France honours novelist Lyudmila Ulitskaya with Legion D'Honneur decoration

27 November 2014

Outspoken Russian novelist Lyudmila Ulitskaya is to be awarded France’s Legion D’Honneur decoration in a ceremony at the French ambassador’s Moscow residence on Friday, TASS reported today. Ulitskaya, a vocal anti-Kremlin figure, will be formally named Officer of the Légion d’honneur, a title created by Napoleon Bonaparte at the start of the 19th century. The title is the highest decoration in France. Other recipients have included British writer J K Rowling and Vladimir Putin.

Known for her opposition to growing censorship in Russia and Moscow’s position on the conflict in eastern Ukraine, Ulitskaya has been dubbed a traitor by pro-Kremlin activists who have publicly denounced the writer for her political opinions.
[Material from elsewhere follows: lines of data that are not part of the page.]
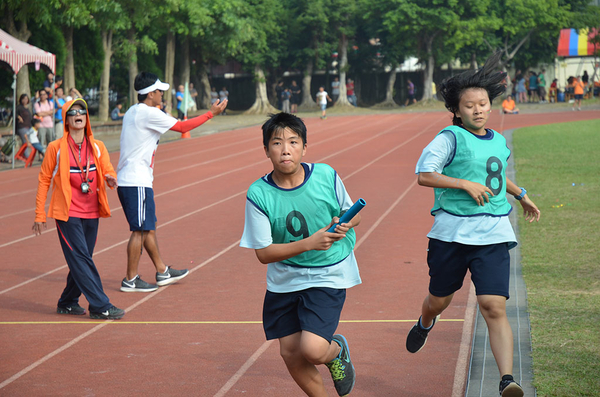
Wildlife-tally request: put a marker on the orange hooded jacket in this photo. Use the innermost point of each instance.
(55, 168)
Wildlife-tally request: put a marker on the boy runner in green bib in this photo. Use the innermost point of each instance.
(309, 269)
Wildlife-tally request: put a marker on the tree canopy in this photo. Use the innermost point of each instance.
(182, 39)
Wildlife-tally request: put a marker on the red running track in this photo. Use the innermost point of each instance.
(203, 336)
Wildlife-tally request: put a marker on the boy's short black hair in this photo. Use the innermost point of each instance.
(281, 121)
(487, 78)
(143, 80)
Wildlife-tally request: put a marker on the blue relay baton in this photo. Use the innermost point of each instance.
(351, 213)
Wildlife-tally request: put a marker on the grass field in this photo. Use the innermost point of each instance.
(559, 165)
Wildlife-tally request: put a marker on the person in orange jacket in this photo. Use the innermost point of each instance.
(80, 168)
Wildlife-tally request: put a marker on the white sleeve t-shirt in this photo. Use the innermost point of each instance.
(282, 278)
(143, 126)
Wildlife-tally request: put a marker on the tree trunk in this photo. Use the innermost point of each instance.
(343, 50)
(105, 78)
(170, 68)
(133, 68)
(428, 78)
(205, 90)
(261, 104)
(69, 77)
(185, 61)
(22, 34)
(389, 90)
(307, 104)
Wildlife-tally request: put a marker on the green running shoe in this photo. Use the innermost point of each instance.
(341, 368)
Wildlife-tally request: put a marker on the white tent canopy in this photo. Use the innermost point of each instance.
(17, 54)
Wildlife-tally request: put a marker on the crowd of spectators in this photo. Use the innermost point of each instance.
(531, 88)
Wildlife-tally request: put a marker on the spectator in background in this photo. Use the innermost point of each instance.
(542, 86)
(322, 98)
(45, 109)
(278, 91)
(23, 119)
(335, 89)
(286, 95)
(32, 138)
(49, 85)
(59, 101)
(350, 92)
(515, 81)
(585, 80)
(116, 114)
(296, 92)
(521, 89)
(214, 96)
(179, 97)
(193, 105)
(509, 107)
(410, 87)
(58, 82)
(553, 93)
(224, 96)
(532, 86)
(578, 89)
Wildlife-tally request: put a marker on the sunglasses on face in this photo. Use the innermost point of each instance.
(75, 112)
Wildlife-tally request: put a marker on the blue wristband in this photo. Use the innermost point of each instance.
(523, 193)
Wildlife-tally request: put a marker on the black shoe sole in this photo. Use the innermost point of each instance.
(60, 310)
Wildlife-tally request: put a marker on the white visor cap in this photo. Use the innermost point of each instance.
(158, 85)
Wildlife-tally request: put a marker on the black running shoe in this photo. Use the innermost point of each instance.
(137, 285)
(341, 368)
(510, 388)
(72, 309)
(418, 336)
(170, 276)
(113, 313)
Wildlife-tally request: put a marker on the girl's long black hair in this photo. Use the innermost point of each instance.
(487, 77)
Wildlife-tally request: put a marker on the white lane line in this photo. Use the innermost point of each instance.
(462, 363)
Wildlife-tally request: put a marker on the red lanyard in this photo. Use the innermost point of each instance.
(87, 169)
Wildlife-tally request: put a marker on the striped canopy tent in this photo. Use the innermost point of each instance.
(577, 44)
(17, 54)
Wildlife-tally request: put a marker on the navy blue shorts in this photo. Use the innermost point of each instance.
(138, 206)
(448, 263)
(315, 310)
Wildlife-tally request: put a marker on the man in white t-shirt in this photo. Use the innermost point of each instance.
(143, 125)
(322, 98)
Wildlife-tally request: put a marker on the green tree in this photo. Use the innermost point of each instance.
(263, 31)
(70, 15)
(109, 18)
(513, 23)
(432, 23)
(309, 46)
(344, 19)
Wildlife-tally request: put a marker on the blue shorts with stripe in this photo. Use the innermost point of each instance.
(138, 206)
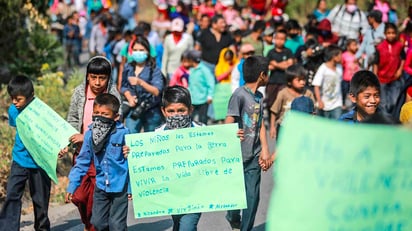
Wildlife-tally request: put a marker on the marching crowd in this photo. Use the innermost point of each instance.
(343, 63)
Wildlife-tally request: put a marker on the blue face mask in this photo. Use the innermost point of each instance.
(139, 56)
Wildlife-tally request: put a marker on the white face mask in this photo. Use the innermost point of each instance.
(351, 8)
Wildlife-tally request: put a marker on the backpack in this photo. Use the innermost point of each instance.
(342, 42)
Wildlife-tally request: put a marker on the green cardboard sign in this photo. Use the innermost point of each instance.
(221, 97)
(335, 176)
(44, 133)
(189, 170)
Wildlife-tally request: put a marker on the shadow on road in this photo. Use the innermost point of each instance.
(67, 225)
(158, 225)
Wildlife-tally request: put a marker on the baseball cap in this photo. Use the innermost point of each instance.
(303, 104)
(177, 25)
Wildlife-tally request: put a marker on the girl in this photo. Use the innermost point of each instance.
(142, 84)
(350, 66)
(296, 79)
(181, 75)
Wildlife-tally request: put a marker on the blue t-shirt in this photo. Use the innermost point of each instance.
(20, 154)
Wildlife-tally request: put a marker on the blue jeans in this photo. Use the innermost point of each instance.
(39, 184)
(252, 184)
(109, 210)
(150, 120)
(389, 95)
(186, 222)
(333, 114)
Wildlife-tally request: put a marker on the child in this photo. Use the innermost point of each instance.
(24, 168)
(201, 86)
(327, 83)
(97, 81)
(268, 40)
(365, 94)
(246, 109)
(181, 75)
(225, 65)
(390, 58)
(177, 108)
(350, 66)
(296, 78)
(103, 146)
(280, 58)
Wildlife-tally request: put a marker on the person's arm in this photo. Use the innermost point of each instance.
(165, 56)
(376, 63)
(235, 77)
(408, 63)
(398, 73)
(264, 156)
(272, 129)
(210, 81)
(92, 40)
(83, 161)
(319, 98)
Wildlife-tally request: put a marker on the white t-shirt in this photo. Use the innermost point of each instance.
(329, 82)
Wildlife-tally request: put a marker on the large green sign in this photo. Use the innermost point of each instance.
(336, 176)
(187, 170)
(44, 133)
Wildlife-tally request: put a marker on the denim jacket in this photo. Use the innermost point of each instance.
(112, 173)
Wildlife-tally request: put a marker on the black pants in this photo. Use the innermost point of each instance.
(109, 210)
(39, 184)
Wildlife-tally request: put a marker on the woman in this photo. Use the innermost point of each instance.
(321, 11)
(142, 85)
(174, 46)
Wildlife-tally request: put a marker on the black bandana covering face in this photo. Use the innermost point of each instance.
(178, 121)
(101, 129)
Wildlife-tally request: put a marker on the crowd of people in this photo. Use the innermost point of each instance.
(343, 63)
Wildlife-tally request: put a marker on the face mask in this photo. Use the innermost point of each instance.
(101, 129)
(139, 56)
(178, 121)
(351, 8)
(293, 35)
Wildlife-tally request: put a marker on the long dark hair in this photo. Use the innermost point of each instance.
(140, 39)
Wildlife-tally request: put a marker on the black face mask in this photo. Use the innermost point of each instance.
(178, 121)
(101, 129)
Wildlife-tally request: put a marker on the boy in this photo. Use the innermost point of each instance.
(24, 168)
(246, 109)
(177, 109)
(296, 78)
(327, 83)
(97, 81)
(365, 94)
(201, 86)
(280, 58)
(350, 67)
(103, 144)
(388, 66)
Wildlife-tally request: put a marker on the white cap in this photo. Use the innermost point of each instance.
(177, 25)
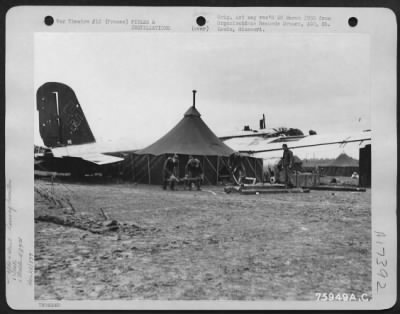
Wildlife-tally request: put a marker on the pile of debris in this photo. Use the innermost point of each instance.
(265, 188)
(94, 226)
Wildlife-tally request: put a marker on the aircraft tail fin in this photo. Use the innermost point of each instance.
(61, 118)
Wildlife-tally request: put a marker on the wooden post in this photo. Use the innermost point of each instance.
(148, 168)
(217, 169)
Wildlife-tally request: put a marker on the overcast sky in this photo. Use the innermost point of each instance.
(137, 86)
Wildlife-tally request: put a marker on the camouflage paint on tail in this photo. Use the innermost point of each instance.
(61, 119)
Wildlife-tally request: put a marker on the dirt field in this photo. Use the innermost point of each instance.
(203, 245)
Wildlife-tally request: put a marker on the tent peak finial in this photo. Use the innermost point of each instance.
(194, 98)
In February, Ulitskaya wrote an impassioned article on The Guardian criticising “the authorities’ attempts to impose on us a cultural ideology that in many respects, mimics the style of Soviet-era propaganda”.

Ulitskaya, nominated four times for the Russian Booker Prize, holds the record for the most nominations for the award and became the first Russian to win the Austrian State Prize for European Literature for her contributions to literature to date, receiving €25,000 at an award ceremony in Salzburg this July.